There is nothing wrong with starting off small. In fact, I recommend it – as that is was entrepreneurship is all about. Our business was started out of a single room in my house and just one full time staff member, with a hand full of cash. If you need more convincing check out this great start-up story of Innocent Drinks.

If it doesn’t work don’t give up

Not everything you do will succeed, but sometimes that is a good thing. Failure can work in your favour when you are able to learn something. The first two businesses I started did not succeed, but I learnt a lot. I realised that:

  • Timing is not important, its critical. Sometimes you can have the right ideas but just be a little too early (yes, the early bird doens’t always catch the worm). When your timing is out, it doesn’t always mean that you are too late…sometimes the market is just not ready for you. Deal with it and move onto the next opportunity.
  • Ideas are not everything.
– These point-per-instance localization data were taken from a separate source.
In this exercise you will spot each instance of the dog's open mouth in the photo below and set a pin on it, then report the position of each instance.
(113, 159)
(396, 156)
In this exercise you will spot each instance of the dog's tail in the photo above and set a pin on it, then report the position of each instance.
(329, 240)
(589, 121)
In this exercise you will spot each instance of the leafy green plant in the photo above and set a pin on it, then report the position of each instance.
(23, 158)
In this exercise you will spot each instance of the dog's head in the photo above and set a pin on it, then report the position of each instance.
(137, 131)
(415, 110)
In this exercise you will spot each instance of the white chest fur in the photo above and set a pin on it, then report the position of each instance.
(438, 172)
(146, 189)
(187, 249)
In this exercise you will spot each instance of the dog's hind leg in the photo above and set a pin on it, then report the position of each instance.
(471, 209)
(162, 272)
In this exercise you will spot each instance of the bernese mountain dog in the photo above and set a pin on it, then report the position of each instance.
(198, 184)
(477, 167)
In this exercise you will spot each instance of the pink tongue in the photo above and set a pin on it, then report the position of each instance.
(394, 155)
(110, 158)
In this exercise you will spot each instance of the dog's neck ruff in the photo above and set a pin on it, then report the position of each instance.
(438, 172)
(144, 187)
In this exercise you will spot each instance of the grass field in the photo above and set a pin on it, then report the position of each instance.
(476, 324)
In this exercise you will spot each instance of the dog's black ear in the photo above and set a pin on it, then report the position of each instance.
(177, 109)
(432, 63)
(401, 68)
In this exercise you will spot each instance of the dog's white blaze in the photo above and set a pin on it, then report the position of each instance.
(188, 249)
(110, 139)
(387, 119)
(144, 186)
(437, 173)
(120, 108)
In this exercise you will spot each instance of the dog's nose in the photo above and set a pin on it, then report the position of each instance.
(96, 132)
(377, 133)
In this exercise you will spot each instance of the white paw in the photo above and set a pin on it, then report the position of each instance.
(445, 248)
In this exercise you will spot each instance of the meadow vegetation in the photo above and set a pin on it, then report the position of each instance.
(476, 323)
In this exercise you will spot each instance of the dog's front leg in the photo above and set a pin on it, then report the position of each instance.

Your initial idea might be good but if you can’t execute it or if there is no market for it then you need to rethink it – learn the art of pivoting.
  • Listen to your customers. I’m not a fan of the old adage “The Customer is always right”, but I believe in listening to the customer. They will tell you if you’re on the right track and generally, if they are asking for your services, then you are on the right track. If not, then perhaps consider a different approach.

Stay focussed, don’t mess it up

Focus is vital, without it you will never succeed in a world where ideas are a dime a dozen. Stick to your core business, do the things that you are good at and be wary of trying to be the ‘specialist’ at everything. Specialist entrepreneurs are good at many things but not everything! Stick to what you are good at! I’m not saying that you shouldn’t try new things or move in new directions when something is not working (that’s a big part of entrepreneurship), but so many good businesses fail because they tried to ‘fix what aint broke’. Don’t fall into this trap.

Work hard until you grow up

There really is no substitute for hard work! Success (whatever that means to you) doesn’t just happen – it is the product of hard work. It comes from pushing through the tough times, working late and getting up early. If you are running a start-up and you’re not working at least a 14 hour day for the first couple months then you aren’t hungry enough! You have to make your business work, commit to your idea, believe in it and then put the effort in.

Share your thoughts

6 responses to “Entrepreneurship. Finding the up side of a down economy”

  1. Really great post John, I think its a very grounding introduction to the world of entrepreneurship. Just the mention that you struggled through two businesses which didn’t make it, but kept up the hard work highlights what it takes to make a business work. Looking forward to your next article!

    • Thanks Jasond, I don’t think this post is anything new, but as you say, it’s just a couple lessons I have learnt from my own experience and perhaps worth sharing for others to learn from.

  2. Well said John, I can relate as I have been through every step, including the failure and the long hours. Building a business takes dedication, passion…and a thick skin at times 🙂

    • Hi Sue, absolutely! Instant success is the exception and not the rule…hard work and commitmment will always take you so much further!